Success of our synthetic scheme depended critically on the introduction of the 1-hydroxyl group into (C) by allylic oxidation in a stereospecific manner. In an earlier publication [25] we reported that N-methylmorpholine-N-oxide/SeO2allylic oxidation of 25-hydroxy-5E-[6,19,19′-H3]vitamin D3-3β-tert-butyldimethylsilyl ether to 1α,25-dihydroxy-5E-[6,19,19′-H3]vitamin D3-3β-tert-butyldimethylsilyl ether produced an approximately 6:1 ratio of 1α-OH:1β-OH stereoisomers. However, in the present case HPLC analysis of the crude reaction mixture showed the product to be homogeneous, indicating the presence of a single stereoisomer (D) in the reaction mixture, which, after purification, was identified to have the 1α-OH (desired) stereochemistry by comparison with the NMR spectrum of a known sample [25]. We speculate that the lack of three deuterium atoms in the triene system adjoining the A ring in C may have changed the conformation of the A-ring substantially to have the oncoming oxygen atom introduced exclusively from one side. We also found that stereochemistry at the 1-position depended on the structure of the 1-silyl ether. For example, when 1-OH was derivatized with a triethylsilyl group, the1α-OH:1β-OH ratio was approximately 4:1 with an overall yield of 45%.

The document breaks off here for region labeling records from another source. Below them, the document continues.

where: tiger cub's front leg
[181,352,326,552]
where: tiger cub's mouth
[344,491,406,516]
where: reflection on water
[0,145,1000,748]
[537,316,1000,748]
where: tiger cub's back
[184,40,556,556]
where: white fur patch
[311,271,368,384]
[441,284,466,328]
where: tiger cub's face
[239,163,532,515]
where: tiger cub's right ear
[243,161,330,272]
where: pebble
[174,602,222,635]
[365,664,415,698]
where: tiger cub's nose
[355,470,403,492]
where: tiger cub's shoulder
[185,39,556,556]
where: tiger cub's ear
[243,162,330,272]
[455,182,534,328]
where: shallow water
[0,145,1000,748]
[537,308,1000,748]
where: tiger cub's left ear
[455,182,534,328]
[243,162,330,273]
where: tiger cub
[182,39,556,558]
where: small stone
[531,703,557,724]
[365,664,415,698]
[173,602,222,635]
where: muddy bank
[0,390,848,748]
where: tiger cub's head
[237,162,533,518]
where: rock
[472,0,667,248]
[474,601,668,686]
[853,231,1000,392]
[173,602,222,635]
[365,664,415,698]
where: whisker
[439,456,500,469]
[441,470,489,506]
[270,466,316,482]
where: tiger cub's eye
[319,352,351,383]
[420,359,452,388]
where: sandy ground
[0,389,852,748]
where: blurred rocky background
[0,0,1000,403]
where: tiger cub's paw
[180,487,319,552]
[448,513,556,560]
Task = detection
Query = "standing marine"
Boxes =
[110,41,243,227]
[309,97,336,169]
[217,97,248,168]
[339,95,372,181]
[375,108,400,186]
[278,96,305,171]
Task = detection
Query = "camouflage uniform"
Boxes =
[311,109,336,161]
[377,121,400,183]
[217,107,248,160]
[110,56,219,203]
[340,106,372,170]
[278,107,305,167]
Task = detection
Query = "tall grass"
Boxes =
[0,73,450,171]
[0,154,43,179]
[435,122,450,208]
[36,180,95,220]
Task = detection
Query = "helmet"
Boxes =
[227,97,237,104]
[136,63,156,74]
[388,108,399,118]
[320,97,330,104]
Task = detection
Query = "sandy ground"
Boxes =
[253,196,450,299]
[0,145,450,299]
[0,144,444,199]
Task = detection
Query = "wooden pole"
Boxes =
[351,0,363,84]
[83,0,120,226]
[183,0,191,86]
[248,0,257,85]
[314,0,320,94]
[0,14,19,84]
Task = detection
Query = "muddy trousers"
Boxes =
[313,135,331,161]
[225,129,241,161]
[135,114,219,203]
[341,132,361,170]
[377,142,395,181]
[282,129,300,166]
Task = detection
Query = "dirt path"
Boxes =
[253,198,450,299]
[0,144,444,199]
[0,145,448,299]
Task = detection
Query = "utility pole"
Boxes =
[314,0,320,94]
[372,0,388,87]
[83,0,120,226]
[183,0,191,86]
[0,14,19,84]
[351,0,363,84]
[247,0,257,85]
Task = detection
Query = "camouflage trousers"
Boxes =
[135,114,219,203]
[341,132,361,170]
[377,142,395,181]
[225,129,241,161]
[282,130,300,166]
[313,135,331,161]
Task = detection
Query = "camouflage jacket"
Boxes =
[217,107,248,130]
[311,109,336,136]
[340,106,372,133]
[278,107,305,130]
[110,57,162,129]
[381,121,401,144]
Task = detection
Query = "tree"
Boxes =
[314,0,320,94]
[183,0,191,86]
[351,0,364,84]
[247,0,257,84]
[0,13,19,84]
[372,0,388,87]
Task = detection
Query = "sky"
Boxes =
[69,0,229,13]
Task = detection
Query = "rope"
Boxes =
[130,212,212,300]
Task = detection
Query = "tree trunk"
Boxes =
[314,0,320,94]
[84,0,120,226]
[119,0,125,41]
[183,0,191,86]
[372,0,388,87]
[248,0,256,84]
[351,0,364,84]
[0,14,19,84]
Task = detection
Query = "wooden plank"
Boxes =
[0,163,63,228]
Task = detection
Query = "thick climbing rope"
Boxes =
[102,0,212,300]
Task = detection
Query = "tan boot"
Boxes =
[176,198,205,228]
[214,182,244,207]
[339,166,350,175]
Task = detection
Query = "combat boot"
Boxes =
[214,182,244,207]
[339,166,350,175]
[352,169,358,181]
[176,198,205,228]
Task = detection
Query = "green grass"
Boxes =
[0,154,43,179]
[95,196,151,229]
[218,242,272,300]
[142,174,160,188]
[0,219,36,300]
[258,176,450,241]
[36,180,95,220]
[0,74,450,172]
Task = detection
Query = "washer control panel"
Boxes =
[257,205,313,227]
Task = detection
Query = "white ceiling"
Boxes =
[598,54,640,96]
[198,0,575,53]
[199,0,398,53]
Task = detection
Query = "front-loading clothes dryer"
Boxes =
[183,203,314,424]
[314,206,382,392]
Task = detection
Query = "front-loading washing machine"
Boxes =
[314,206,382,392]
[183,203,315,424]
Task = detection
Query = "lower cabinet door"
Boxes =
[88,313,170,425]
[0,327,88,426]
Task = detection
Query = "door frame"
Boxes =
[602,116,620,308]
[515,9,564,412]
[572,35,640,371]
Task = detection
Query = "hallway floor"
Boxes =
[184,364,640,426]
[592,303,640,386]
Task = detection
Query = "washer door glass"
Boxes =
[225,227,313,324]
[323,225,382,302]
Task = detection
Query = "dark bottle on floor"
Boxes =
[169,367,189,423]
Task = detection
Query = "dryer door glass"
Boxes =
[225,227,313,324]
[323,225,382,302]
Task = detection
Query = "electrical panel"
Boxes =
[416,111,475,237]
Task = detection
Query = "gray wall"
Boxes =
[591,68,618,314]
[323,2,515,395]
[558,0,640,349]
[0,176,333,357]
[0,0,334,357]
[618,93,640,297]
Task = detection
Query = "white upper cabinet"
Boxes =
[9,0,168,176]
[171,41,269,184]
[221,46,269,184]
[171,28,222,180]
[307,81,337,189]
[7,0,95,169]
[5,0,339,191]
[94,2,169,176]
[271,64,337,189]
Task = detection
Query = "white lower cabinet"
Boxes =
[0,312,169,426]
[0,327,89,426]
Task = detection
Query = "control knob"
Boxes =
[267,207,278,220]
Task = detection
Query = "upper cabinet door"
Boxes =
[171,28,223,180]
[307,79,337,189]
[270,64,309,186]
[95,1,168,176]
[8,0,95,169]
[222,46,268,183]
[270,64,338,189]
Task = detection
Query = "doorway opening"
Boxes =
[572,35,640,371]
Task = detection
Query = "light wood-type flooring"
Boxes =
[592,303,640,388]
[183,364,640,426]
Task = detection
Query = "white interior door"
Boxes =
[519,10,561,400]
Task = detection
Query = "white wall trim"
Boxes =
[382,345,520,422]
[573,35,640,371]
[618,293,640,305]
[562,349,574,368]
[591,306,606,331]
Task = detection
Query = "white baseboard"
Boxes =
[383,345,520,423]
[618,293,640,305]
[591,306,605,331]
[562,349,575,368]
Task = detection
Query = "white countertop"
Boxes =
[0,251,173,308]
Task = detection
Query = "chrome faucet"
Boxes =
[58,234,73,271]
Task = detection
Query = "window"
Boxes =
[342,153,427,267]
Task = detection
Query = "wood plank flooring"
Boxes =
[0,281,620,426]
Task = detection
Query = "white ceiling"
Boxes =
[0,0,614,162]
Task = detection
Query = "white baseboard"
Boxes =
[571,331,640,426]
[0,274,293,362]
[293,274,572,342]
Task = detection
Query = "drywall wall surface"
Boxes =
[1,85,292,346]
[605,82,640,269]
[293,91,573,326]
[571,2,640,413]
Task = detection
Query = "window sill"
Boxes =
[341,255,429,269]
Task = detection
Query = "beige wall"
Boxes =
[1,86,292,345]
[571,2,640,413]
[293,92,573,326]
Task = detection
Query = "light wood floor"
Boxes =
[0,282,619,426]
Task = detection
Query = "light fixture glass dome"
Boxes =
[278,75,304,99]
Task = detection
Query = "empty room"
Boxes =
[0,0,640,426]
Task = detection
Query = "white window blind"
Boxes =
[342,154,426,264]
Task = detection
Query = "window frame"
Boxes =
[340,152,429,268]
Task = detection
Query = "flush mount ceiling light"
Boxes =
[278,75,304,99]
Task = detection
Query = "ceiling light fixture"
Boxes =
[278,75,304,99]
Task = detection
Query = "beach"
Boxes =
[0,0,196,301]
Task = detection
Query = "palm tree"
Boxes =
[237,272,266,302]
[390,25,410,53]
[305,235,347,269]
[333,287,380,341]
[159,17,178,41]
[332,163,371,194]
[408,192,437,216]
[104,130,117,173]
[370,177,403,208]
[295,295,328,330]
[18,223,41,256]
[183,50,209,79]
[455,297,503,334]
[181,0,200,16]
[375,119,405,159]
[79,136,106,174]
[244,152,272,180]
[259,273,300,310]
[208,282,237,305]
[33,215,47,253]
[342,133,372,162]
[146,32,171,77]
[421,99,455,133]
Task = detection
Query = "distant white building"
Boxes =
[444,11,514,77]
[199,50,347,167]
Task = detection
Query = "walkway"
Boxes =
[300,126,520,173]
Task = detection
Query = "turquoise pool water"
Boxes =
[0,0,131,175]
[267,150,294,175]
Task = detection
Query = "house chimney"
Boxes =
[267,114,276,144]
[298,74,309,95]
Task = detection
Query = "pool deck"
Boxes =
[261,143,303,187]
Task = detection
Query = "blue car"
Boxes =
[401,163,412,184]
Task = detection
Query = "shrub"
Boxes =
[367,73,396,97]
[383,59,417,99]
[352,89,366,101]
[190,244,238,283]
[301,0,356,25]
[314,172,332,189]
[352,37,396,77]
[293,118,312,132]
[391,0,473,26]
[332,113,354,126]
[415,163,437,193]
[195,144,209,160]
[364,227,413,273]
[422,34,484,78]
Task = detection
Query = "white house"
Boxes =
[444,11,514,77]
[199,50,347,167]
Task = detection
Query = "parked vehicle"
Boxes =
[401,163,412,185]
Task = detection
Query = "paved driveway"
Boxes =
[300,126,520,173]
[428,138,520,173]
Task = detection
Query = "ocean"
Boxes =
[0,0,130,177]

In the next step 1α,25-dihydroxy-5E-vitamin D3-3β-tert-butyldimethylsilyl ether (D) was converted to its 5Z counterpart (E) by photolysis. Attempts to protect the 1-hydroxyl group in E as tetrahydropyranyl (THP) ether resulted in the derivatization of the 25-hydroxy group as well, and produced 1α,25-di-tetrahydropyranyloxy, 3β-tert. butyldimethysilyl-5Z-vitamin D3 (F), which was de-silylated to produce 1α,25-di-tetrahydropyranyloxy-5Z-vitamin D3 (G). Finally, G was DCC-coupled to bromoacetic acid, and the resulting product was de-protected to produce 1α,25-dihydroxy-5Z-vitamin D3-3β-bromoacetate (I, 1,25(OH)2D3-3-BE) in nearly quantitative yield.

Signal transduction via 1,25(OH)2D3 is a stepwise process that is initiated by the highly specific binding between 1,25(OH)2D3 and VDR. Ligand binding allosterically promotes formation of a heteromeric complex with RXR, which allows the complex to bind to vitamin D response element(s) in chromatin and recruitment of co-activators, leading to transcription of vitamin D target genes. According to this dogma, VDR-binding by 1,25(OH)2D3 as well as its analogs/derivatives such as 1,25(OH)2D3-3-BE is crucial for all these processes.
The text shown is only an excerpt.